The assumption of those who saw the bodies strewn over the hillside above the village, including William Walker, head of the international ceasefire monitors in Kosovo, was the obvious one: they had died at the hands of the Serbian security forces who had sealed off Racak on 15 January and gone from house to house, separating the men from their families.

Survivors told of being taken to the hilltop by men in black balaclavas and told to run before the troops opened fire. Others who were hiding nearby said they heard the screams of people under torture.

But still more devastating testimony is now coming from the other side of the world, in the form of Western communications intercepts, leaked to The Washington Post. According to the newspaper, these show that the massacre was ordered by senior members of the Serbian government, who then tried to cover it up.

Belgrade has denounced the report as CIA propaganda, but the intercepts paint a detailed picture. Government forces were ordered to "go in heavy" at Racak after an ambush that killed three policemen a few days earlier. A deputy prime minister, Nikola Sainovic, the most senior government figure with responsibility for Kosovo, spoke to General Sreten Lukic of the Interior Ministry special forces during the assault and asked how many had been killed (22 at that moment, he was told); in ensuing days the two spoke several times about how to make the killings look as though they had happened in battle.

The Washington Post says this plan was co-ordinated in a telephone call between General Lukic and Mr Sainovic. The minister also advised the general to go back into Racak and recover the bodies. Forty were seized the following day and transferred to the morgue at Pristina hospital.

For the past two weeks the Serbian authorities have continued almost every day to dispute allegations about what happened at Racak, aware that it could be the trigger to Nato military action against them.

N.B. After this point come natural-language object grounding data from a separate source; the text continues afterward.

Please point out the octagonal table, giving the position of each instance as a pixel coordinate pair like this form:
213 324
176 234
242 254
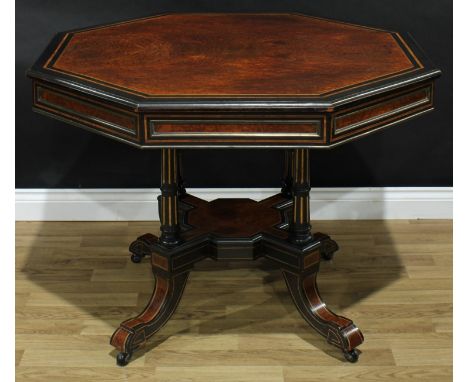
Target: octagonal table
233 81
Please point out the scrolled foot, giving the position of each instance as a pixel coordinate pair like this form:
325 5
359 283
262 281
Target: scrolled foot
123 358
351 356
136 258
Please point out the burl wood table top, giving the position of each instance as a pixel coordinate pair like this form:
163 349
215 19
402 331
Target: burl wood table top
232 80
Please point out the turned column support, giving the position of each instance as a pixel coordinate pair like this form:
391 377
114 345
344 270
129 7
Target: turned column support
287 174
300 229
168 202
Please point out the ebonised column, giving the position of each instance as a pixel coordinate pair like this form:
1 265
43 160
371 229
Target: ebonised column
300 224
168 201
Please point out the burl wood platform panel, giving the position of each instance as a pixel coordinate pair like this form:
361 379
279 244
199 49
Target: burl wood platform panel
235 322
232 55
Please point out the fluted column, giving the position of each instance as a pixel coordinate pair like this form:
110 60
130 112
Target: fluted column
168 201
300 224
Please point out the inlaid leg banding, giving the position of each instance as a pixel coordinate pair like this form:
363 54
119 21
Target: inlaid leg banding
339 331
133 333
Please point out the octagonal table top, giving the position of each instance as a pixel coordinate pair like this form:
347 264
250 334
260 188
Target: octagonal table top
225 63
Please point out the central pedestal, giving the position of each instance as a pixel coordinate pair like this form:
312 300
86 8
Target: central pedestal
193 229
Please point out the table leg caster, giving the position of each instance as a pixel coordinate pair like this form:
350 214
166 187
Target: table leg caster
351 356
123 358
136 258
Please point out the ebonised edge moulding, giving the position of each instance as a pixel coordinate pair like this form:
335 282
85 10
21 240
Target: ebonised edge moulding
251 80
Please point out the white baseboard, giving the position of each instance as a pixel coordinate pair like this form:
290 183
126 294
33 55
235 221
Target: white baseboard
141 204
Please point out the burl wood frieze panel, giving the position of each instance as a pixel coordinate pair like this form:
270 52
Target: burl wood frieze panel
92 114
232 55
383 111
263 130
233 80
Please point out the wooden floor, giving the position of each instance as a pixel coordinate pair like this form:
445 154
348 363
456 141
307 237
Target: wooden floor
236 322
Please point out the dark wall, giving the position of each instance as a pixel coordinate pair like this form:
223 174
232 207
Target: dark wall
51 154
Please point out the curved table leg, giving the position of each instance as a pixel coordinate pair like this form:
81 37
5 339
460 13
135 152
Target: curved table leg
339 331
141 247
134 332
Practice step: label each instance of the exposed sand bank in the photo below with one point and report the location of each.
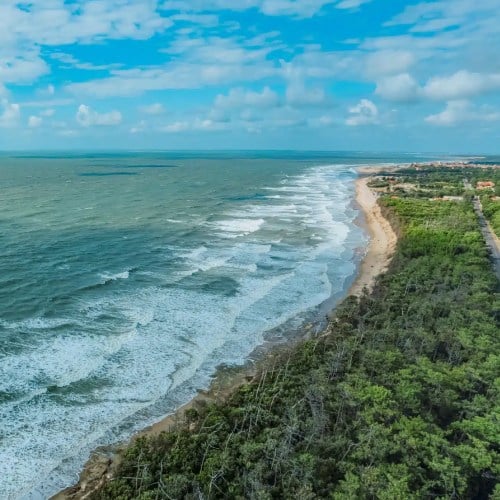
(382, 237)
(103, 462)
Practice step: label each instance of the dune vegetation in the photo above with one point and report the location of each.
(398, 398)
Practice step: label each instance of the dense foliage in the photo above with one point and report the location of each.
(399, 399)
(491, 210)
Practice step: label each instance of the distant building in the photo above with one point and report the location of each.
(485, 185)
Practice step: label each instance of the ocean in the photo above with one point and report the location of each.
(126, 279)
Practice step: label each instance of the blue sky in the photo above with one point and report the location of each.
(369, 75)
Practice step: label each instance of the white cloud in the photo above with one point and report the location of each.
(389, 62)
(56, 22)
(34, 121)
(197, 63)
(351, 4)
(398, 88)
(457, 112)
(460, 85)
(22, 69)
(47, 112)
(87, 117)
(10, 114)
(139, 127)
(195, 125)
(238, 98)
(364, 113)
(298, 95)
(294, 8)
(153, 109)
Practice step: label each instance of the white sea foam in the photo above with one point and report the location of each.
(107, 277)
(168, 338)
(239, 226)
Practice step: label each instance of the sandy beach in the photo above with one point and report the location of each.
(382, 237)
(378, 254)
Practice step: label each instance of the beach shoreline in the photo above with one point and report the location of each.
(380, 248)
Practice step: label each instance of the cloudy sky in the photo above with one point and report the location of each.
(250, 74)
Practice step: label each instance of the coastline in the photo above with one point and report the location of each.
(383, 239)
(102, 463)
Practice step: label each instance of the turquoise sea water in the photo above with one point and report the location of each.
(126, 279)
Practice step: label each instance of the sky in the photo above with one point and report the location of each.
(358, 75)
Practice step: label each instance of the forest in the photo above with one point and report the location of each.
(397, 399)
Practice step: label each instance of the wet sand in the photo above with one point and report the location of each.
(103, 462)
(383, 239)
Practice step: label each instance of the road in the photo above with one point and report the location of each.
(492, 241)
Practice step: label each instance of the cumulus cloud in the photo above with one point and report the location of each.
(298, 95)
(47, 112)
(364, 113)
(351, 4)
(34, 121)
(398, 88)
(389, 62)
(10, 114)
(87, 117)
(460, 85)
(457, 112)
(239, 97)
(193, 125)
(153, 109)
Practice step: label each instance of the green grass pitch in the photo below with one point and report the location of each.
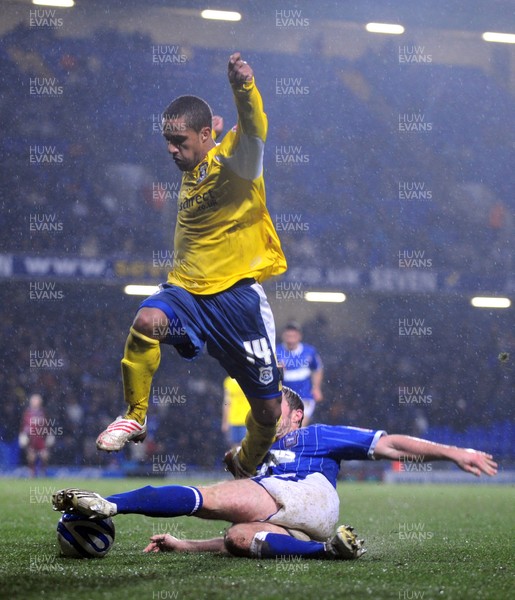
(433, 541)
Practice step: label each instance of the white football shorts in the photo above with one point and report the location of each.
(310, 507)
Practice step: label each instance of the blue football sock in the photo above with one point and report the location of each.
(275, 545)
(166, 501)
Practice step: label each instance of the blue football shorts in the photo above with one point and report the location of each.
(236, 326)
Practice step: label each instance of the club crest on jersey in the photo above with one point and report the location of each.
(265, 375)
(291, 439)
(202, 172)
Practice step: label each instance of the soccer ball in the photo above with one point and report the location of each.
(80, 537)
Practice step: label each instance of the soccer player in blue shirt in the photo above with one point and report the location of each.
(291, 507)
(303, 370)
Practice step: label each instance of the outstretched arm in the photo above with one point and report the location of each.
(243, 149)
(395, 447)
(168, 543)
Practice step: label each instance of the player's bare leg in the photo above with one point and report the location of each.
(140, 361)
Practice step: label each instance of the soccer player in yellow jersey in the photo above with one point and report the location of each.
(234, 413)
(225, 245)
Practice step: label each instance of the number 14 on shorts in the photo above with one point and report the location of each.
(258, 349)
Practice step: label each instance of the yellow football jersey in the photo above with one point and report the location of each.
(238, 404)
(224, 232)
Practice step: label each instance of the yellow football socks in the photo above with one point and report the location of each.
(256, 443)
(140, 361)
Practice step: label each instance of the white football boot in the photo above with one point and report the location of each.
(89, 504)
(345, 544)
(119, 433)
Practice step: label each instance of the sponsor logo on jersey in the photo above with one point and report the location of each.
(202, 172)
(291, 439)
(265, 375)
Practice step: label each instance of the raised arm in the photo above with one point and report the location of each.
(395, 447)
(242, 150)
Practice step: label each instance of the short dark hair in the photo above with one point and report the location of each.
(196, 112)
(294, 401)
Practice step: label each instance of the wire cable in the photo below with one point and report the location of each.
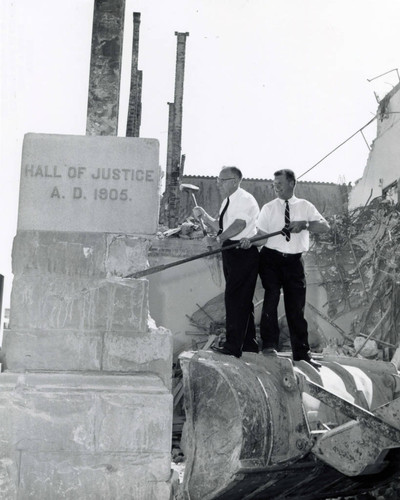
(337, 147)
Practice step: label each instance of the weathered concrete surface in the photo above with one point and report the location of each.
(105, 67)
(83, 436)
(89, 184)
(62, 302)
(85, 400)
(78, 254)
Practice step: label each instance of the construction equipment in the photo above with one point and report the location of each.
(162, 267)
(190, 188)
(259, 427)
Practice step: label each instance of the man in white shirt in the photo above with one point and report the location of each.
(282, 266)
(237, 220)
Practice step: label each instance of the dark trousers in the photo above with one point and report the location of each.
(240, 271)
(282, 271)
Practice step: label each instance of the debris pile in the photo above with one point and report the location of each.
(359, 263)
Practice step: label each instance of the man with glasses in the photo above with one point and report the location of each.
(237, 220)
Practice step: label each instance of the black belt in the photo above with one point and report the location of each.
(230, 242)
(281, 254)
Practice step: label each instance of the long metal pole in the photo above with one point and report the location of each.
(162, 267)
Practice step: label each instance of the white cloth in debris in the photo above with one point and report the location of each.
(272, 219)
(243, 206)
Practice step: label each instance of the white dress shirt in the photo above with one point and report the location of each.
(272, 218)
(242, 205)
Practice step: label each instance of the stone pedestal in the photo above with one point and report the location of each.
(85, 397)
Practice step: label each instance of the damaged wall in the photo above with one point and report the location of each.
(383, 165)
(329, 198)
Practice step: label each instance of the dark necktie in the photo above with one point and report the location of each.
(220, 222)
(286, 231)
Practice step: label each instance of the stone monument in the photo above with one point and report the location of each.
(85, 397)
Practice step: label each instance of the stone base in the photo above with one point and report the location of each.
(85, 436)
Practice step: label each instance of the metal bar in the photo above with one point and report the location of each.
(162, 267)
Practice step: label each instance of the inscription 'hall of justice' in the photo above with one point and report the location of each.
(104, 173)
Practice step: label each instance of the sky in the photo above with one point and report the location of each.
(268, 83)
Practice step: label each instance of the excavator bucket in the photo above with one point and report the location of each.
(258, 427)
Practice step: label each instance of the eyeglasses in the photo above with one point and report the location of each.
(227, 179)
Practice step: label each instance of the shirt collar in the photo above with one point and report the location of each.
(290, 200)
(235, 194)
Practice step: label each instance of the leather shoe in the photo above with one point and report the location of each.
(270, 351)
(255, 351)
(223, 350)
(313, 363)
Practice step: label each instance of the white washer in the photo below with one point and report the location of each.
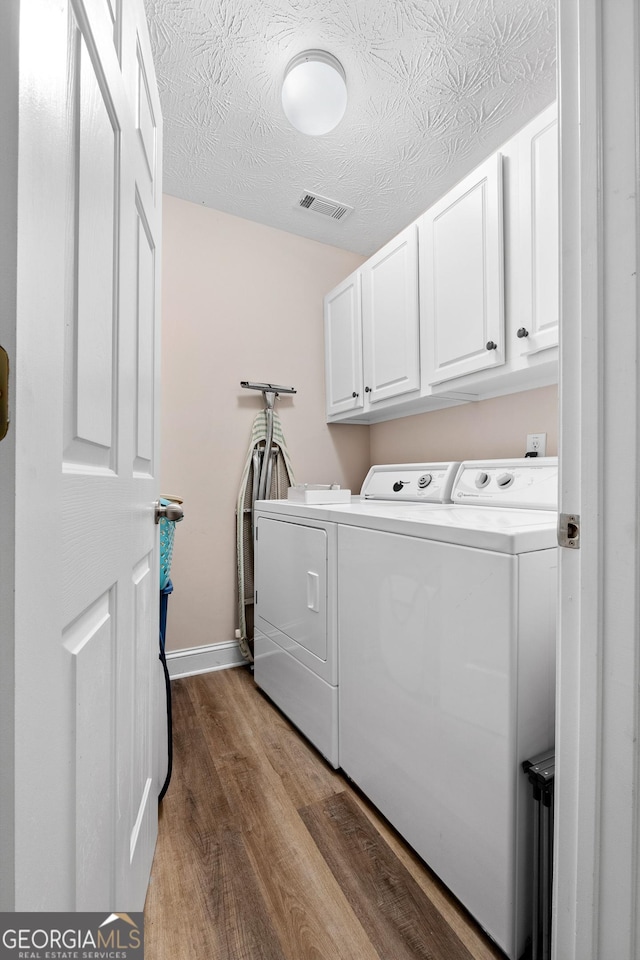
(296, 611)
(439, 619)
(447, 678)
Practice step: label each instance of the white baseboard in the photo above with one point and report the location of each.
(193, 660)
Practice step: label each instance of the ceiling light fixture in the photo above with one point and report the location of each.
(314, 92)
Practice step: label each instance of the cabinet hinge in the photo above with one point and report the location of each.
(569, 530)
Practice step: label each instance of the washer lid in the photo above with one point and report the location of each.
(419, 482)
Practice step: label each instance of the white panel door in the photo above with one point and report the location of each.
(87, 682)
(343, 347)
(462, 278)
(537, 323)
(390, 319)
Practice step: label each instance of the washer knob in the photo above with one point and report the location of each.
(505, 480)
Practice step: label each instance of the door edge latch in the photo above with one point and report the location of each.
(569, 530)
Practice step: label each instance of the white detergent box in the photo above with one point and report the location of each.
(318, 493)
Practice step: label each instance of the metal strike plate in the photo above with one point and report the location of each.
(569, 530)
(4, 393)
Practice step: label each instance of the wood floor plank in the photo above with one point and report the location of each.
(240, 874)
(305, 774)
(400, 920)
(313, 919)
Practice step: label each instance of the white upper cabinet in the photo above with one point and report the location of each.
(463, 304)
(343, 347)
(536, 326)
(462, 279)
(390, 319)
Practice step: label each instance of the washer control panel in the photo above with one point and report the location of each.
(530, 483)
(430, 482)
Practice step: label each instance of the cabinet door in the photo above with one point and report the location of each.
(390, 319)
(343, 347)
(537, 321)
(462, 278)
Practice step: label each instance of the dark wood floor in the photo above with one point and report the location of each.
(266, 853)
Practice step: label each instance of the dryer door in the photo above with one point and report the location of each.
(291, 584)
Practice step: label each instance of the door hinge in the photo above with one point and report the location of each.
(569, 530)
(4, 393)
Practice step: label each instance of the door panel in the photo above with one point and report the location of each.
(87, 364)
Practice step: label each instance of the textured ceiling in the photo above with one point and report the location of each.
(434, 87)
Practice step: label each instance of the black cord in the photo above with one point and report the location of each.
(164, 595)
(167, 683)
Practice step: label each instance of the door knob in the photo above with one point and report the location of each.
(171, 511)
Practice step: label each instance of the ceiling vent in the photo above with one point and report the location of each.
(328, 208)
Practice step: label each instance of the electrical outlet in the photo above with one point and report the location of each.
(537, 443)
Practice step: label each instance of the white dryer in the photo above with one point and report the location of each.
(296, 581)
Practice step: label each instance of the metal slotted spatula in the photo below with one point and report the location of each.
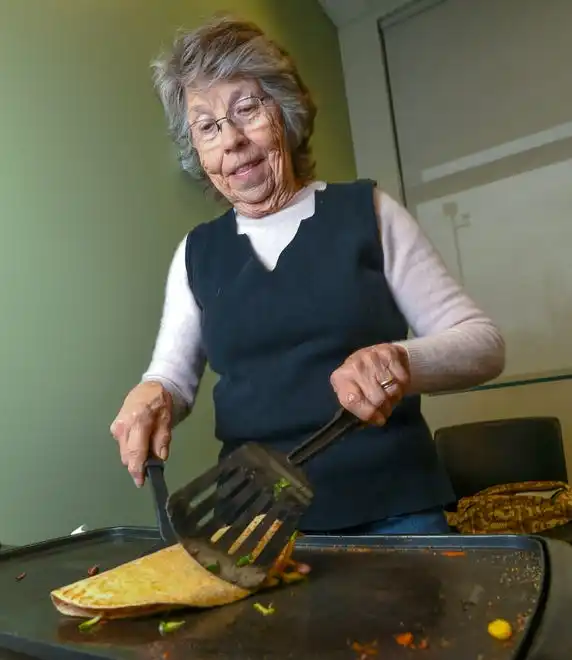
(251, 482)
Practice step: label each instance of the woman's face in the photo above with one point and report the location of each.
(239, 136)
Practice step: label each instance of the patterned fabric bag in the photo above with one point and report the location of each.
(529, 507)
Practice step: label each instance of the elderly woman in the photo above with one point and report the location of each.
(300, 298)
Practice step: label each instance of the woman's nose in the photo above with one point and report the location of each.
(231, 136)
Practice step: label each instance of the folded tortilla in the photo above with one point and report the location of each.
(164, 580)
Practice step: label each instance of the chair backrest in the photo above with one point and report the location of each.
(484, 454)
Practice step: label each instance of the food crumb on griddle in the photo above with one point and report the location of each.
(500, 629)
(404, 639)
(365, 651)
(408, 641)
(265, 611)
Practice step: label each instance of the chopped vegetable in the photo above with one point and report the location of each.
(244, 561)
(291, 577)
(500, 629)
(453, 553)
(265, 611)
(408, 641)
(280, 485)
(166, 627)
(89, 624)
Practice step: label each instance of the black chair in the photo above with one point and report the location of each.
(484, 454)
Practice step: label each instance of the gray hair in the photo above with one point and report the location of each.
(230, 49)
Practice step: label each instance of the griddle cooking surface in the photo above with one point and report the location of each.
(444, 590)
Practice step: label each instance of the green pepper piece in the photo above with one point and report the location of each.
(244, 561)
(89, 624)
(166, 627)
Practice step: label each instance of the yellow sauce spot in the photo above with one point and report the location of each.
(500, 629)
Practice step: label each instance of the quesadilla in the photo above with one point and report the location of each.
(168, 579)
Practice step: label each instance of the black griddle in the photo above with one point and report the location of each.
(362, 589)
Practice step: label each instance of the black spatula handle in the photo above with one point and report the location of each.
(154, 468)
(342, 422)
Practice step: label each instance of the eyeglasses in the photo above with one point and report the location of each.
(242, 113)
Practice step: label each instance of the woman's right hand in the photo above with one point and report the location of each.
(143, 426)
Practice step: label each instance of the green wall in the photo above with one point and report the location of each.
(92, 205)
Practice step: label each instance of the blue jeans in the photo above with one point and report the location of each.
(429, 522)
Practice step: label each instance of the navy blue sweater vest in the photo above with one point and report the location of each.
(274, 338)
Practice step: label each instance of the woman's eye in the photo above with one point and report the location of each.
(206, 126)
(247, 108)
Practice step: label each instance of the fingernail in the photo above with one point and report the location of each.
(379, 419)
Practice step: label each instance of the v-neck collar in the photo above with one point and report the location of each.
(251, 255)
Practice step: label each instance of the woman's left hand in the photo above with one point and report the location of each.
(372, 381)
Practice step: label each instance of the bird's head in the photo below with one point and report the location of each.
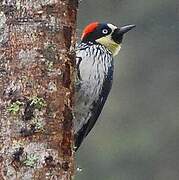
(107, 35)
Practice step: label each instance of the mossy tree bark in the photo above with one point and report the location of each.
(37, 39)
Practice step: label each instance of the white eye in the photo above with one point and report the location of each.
(104, 31)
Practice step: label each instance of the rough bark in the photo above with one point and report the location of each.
(37, 40)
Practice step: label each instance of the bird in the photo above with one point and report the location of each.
(100, 42)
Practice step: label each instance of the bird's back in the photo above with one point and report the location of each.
(94, 79)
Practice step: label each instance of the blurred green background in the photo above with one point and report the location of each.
(137, 134)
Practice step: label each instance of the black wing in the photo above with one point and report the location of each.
(97, 108)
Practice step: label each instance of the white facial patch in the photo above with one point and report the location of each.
(109, 43)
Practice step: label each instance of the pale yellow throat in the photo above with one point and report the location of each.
(113, 47)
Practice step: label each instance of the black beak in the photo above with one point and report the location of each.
(126, 28)
(118, 33)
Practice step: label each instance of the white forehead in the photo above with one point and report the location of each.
(112, 26)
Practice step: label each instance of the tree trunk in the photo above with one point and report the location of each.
(37, 39)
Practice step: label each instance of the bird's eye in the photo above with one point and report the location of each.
(104, 31)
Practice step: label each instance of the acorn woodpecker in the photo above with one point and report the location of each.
(94, 64)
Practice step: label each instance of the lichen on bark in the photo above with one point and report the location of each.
(37, 40)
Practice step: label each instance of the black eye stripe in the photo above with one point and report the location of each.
(105, 31)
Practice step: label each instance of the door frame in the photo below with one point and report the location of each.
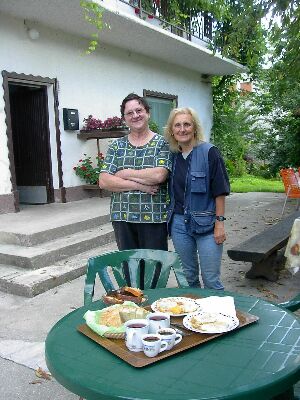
(13, 77)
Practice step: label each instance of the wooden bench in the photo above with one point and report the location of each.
(261, 249)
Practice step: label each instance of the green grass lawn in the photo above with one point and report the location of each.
(250, 183)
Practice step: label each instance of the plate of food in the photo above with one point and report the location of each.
(175, 306)
(208, 322)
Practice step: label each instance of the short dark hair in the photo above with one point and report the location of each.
(133, 96)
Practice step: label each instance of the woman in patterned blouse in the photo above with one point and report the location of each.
(135, 170)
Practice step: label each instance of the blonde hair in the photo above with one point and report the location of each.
(168, 133)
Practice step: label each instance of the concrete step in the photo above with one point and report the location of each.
(45, 235)
(47, 253)
(37, 224)
(29, 283)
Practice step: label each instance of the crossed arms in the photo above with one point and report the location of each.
(146, 180)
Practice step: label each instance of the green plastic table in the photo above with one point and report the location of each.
(259, 361)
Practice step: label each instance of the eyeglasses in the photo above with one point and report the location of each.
(185, 125)
(137, 111)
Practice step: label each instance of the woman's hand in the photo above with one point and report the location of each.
(151, 189)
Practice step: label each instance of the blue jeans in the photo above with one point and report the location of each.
(191, 246)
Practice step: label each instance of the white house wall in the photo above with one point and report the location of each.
(94, 84)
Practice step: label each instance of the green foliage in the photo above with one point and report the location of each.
(249, 183)
(93, 13)
(87, 171)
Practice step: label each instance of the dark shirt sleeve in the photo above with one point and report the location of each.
(219, 179)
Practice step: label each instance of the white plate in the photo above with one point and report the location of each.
(210, 322)
(185, 305)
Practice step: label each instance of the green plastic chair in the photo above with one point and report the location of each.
(291, 305)
(142, 268)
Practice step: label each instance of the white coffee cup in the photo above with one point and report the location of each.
(153, 345)
(158, 321)
(134, 330)
(170, 336)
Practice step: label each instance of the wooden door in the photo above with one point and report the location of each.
(31, 146)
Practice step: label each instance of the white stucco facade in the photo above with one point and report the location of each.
(94, 84)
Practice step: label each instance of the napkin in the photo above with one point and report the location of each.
(216, 304)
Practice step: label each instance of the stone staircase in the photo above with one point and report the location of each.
(42, 247)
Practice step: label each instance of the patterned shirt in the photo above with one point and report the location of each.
(137, 206)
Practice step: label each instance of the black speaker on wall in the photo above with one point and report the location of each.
(71, 119)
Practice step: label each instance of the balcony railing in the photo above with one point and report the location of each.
(198, 27)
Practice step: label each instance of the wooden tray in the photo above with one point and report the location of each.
(118, 347)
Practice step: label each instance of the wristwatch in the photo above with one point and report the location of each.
(220, 218)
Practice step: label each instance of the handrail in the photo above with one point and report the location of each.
(202, 25)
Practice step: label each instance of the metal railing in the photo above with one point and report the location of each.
(199, 27)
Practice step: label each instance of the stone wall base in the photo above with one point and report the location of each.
(7, 201)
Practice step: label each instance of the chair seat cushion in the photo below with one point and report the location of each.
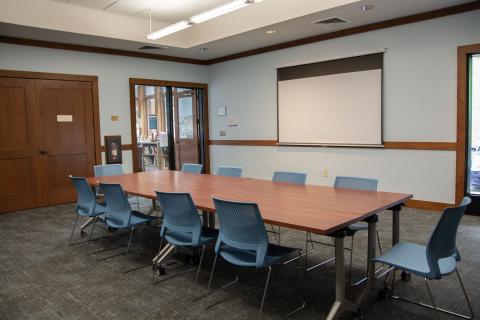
(353, 228)
(139, 218)
(412, 257)
(177, 238)
(248, 258)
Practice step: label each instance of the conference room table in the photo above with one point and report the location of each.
(311, 208)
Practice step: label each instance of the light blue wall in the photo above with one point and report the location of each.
(419, 105)
(113, 74)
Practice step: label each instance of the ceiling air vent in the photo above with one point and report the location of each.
(329, 21)
(148, 47)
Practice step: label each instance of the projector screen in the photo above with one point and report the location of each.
(337, 102)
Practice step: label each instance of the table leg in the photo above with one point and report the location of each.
(396, 224)
(339, 304)
(372, 229)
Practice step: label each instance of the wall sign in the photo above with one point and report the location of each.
(113, 149)
(64, 118)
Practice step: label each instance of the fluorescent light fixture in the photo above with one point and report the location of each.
(220, 10)
(184, 24)
(201, 17)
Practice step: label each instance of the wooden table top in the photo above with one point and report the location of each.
(318, 209)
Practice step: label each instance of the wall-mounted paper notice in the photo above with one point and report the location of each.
(64, 118)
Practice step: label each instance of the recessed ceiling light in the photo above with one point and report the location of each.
(367, 7)
(201, 17)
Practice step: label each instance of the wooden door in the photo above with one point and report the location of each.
(18, 148)
(65, 137)
(186, 127)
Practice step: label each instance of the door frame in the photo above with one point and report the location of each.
(166, 83)
(463, 54)
(68, 77)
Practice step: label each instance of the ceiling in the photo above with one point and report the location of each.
(235, 35)
(169, 11)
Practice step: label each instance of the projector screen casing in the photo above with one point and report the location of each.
(336, 102)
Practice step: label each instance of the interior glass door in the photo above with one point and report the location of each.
(473, 171)
(152, 128)
(185, 118)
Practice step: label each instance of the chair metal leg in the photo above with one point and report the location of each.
(264, 292)
(210, 282)
(91, 233)
(433, 305)
(198, 270)
(431, 299)
(129, 241)
(466, 296)
(73, 229)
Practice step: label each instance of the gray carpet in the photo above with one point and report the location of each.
(42, 277)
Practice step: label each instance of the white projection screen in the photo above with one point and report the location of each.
(336, 102)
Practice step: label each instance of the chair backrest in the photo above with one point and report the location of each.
(86, 199)
(356, 183)
(192, 167)
(118, 211)
(103, 170)
(442, 242)
(180, 214)
(228, 171)
(289, 177)
(242, 227)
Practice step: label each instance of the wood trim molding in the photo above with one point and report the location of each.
(268, 143)
(462, 116)
(166, 83)
(470, 6)
(47, 76)
(124, 147)
(92, 49)
(428, 205)
(402, 145)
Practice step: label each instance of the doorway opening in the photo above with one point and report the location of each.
(473, 85)
(169, 124)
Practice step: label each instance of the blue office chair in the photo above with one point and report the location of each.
(286, 177)
(439, 258)
(243, 241)
(181, 226)
(87, 205)
(192, 167)
(119, 214)
(227, 171)
(342, 182)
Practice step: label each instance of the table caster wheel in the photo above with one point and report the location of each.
(406, 276)
(161, 271)
(382, 294)
(358, 315)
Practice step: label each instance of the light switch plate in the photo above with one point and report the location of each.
(222, 111)
(232, 121)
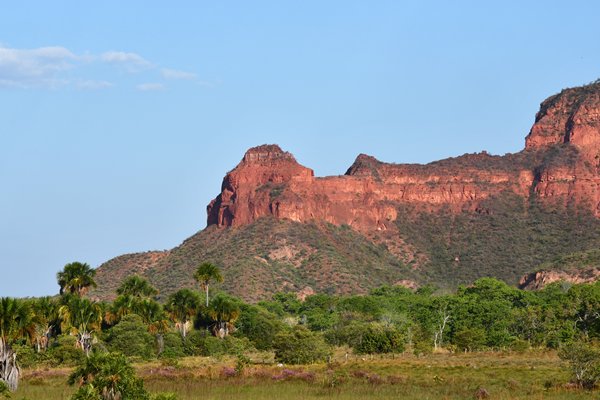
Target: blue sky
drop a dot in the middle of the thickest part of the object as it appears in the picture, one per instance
(118, 120)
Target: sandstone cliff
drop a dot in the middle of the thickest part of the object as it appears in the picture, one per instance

Yesterday it was the turn of Vajislav Seselj, a radical Serbian nationalist recently brought into the government as a deputy prime minister. All the "terrorists" in Kosovo, he said, were under the control of America, which armed, directed and financed the Kosovo Liberation Army, he said. Mr Seselj accused the guerrillas of "butchering dead people", leaving open the question of who had killed them.

A team of Finnish pathologists was admitted to Kosovo several days after the killings to take part in the autopsies at Pristina hospital, but earlier this week their spokeswoman, Helena Ranta, dampened hopes that they would come up with conclusive proof of how the villagers had been killed, and by whom. There was evidence that the bodies had been tampered with before their arrival, she said, so the truth might never be known.